Zimbabwe Economy - THE PILLARS - CurrentRobust as this setup appears it has weaknesses, as events over the past decade and half have illustrated. For example, there are the strong sympathetic and symbiotic relationships between all the sectors, and the government of Zimbabwe, ignored these links and the results are plain for all to see. The destabilisation of the agricultural sector has had wide and far-reaching implications (some of which could be classed as extinction level events) which could have been mitigated against if more fore-thought had been put into the land redistribution programme.

Indeed these relationships should have been strengths but the nature of the attacks on the economy made the relationships a liability.

16 years later and a lot of those same farms are either silent or production is a shadow of what it was previously. Immediate effects have been, loss of commercial revenues and forex inflows, increases in unemployment and disruption of the society in the farming areas and support industries. Investor confidence in the Zimbabwe governments ability to “do the right thing” was also shattered and fell even further as foreign and local investors either adopted a “wait and see attitude” or decamped to “safer” economies.

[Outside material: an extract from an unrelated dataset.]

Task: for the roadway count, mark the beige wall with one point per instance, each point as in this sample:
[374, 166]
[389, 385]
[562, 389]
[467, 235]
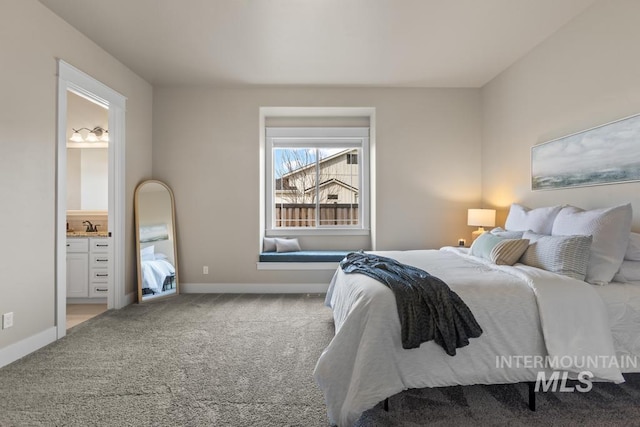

Due to the violent nature of some of the farm takeovers, anti-western rhetoric from the government and all round negative press, tourist receipts also significantly declined. Damage to both these sectors in turn decimated both the manufacturing and service sectors. The result, more unemployment and GDP falls off a cliff. Add to this deadly mix the somewhat ham-fisted, piece-meal and confused recycling of  economic stratagems seemingly without taking cognizance of the new realities that now permeated the new dysfunctional  Zimbabwean economy .

In other words there is a repeated consistent failure by those in a position to do so, to acknowledge that the Zimbabwean economy is a living organism and a failure of an economic pillar is akin to major organ failure in the human body. Only bad things can happen after that,without a well thought out triage plan….

But there may be a way to get out of this very deep hole. However for that to happen there has to confidence in the executors of the idea and a solid forward looking plan that mitigates against the known and unknown risks within the existing economic ecosystem.